Rather than epitomizing the spirit of 1978’s historic property-tax-limiting Proposition 13, this election’s slate of initiatives mostly epitomizes the way special interests have abused the process. (The exception is this year’s Proposition 13, an unobjectionable tweak that allows property owners to seismically retrofit their buildings without having to have their property taxes reassessed upward.)
The worst initiative is Prop. 14, the “top-two” primary measure. If passed, the Secretary of State’s Office explains, “All voters would receive the same primary election ballot for most state and federal offices. Only the two candidates with the most votes – regardless of political party identification – would advance to the general election ballot.”
This is one of those “gimmick” reforms designed to ensure a specific election outcome. Moderates in the state’s business community don’t like the extremes of left and right that dominate the Legislature. As they argue, the Democratic primary is dominated by liberals, and the Republican primary is dominated by conservatives. Then the winners face off in the general election (along with the representatives of the minor parties) and it almost guarantees a nonmoderate winner.

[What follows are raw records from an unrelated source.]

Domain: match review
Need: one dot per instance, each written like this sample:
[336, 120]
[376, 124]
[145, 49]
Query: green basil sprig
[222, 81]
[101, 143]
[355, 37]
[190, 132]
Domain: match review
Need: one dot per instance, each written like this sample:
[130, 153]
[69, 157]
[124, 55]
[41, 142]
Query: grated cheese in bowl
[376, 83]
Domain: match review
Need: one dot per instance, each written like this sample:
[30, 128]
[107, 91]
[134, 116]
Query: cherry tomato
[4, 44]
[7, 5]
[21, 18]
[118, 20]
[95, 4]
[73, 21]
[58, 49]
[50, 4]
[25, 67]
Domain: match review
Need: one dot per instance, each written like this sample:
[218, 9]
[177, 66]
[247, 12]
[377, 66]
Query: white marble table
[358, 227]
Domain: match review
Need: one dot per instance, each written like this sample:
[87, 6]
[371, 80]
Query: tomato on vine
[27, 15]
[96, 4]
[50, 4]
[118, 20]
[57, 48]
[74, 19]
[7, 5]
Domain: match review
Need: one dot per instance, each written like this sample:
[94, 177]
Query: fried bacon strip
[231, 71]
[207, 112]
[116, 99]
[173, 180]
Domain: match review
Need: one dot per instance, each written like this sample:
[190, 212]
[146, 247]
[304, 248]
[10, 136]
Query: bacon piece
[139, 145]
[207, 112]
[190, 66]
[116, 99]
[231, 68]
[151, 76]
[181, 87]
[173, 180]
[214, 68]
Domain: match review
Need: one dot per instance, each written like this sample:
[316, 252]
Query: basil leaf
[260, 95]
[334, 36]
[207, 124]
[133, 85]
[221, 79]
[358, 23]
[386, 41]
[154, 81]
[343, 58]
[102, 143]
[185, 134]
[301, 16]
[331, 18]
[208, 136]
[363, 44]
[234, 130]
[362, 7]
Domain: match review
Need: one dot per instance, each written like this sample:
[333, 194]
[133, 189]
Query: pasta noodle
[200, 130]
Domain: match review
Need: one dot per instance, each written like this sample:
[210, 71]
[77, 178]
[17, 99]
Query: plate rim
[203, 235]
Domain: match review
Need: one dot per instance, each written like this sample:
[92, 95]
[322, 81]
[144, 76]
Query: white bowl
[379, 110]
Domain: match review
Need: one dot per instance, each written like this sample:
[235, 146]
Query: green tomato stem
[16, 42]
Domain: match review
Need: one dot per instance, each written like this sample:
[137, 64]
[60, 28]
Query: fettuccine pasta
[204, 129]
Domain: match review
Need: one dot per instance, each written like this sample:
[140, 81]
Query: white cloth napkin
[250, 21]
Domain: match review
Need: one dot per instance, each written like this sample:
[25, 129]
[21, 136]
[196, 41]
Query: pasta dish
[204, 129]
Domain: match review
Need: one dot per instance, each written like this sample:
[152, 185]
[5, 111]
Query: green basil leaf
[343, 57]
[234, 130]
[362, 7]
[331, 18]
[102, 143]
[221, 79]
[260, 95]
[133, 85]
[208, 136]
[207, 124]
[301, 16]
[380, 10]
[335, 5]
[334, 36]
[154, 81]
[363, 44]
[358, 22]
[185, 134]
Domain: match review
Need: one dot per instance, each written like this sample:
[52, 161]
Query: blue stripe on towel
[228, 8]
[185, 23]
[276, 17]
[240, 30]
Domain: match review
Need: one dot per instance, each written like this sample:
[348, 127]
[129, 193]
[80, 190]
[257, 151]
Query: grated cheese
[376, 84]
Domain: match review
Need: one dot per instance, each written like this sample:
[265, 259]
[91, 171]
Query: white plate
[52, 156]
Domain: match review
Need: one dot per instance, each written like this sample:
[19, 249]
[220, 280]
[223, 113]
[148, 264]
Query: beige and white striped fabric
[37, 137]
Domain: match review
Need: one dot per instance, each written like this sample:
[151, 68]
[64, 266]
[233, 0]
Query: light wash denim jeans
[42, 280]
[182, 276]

Critics point to Washington state and Louisiana, which have tried this specific type of open primary system. Neither state has seen a reduction in partisanship. So it might not even work as planned. But even if it does create more moderates – more people like Gov. Arnold Schwarzenegger and Lt. Gov. Abel Maldonado – how would that help the state? These types of politicians have been the ones least likely to stand up for principle. Most disturbing, the top-two system would destroy third parties in California, which would no longer be likely to field candidates in the general election. This could reduce debate just as the state needs a livelier political discussion.
Prop. 15 is the gimmick du jour of lefties – a repeal on the ban on public financing of elections. The initiative would provide a test case for the secretary of state election, but the goal is to broaden taxpayer-funded elections, something that would not only harm taxpayers but would make it nearly impossible for outsiders to successfully challenge the establishment choices.
Prop. 16 “Requires two-thirds voter approval before local governments provide electricity service to new customers.” It is sponsored by Pacific Gas and Electric Co. U.S. Rep. Tom McClintock, R-Rocklin, has it right: “This measure gives you the choice upon whose mercy your future electricity bills will depend: the monopoly of city hall or the monopoly of your utility.”
Prop. 17 is bankrolled by Mercury Insurance and would allow car insurers more flexibility in offering a particular kind of discount – a no-brainer, but one that falls far short of opening up the state’s government-controlled insurance system to real, free-market competition.
Love ’em or hate ’em, these initiatives are mostly self-interested deals. They don’t offer major reform – and none of them get close to touching the fundamental issues that threaten California today. And none of the candidates offers real hope for taking on the vested interests and changing our state.
Despite the budget mess, it’s business as usual in Sacramento. And it’s also business as usual at the voting booth. Most Californians I know love this state as much as I do. They can’t imagine living anywhere else. But at some point enough us are going to have to pick up our pitchforks and change the politics here, or more people will build their future elsewhere.
Steven Greenhut is director of the Pacific Research Institute’s www.calwatchdog.com journalism center.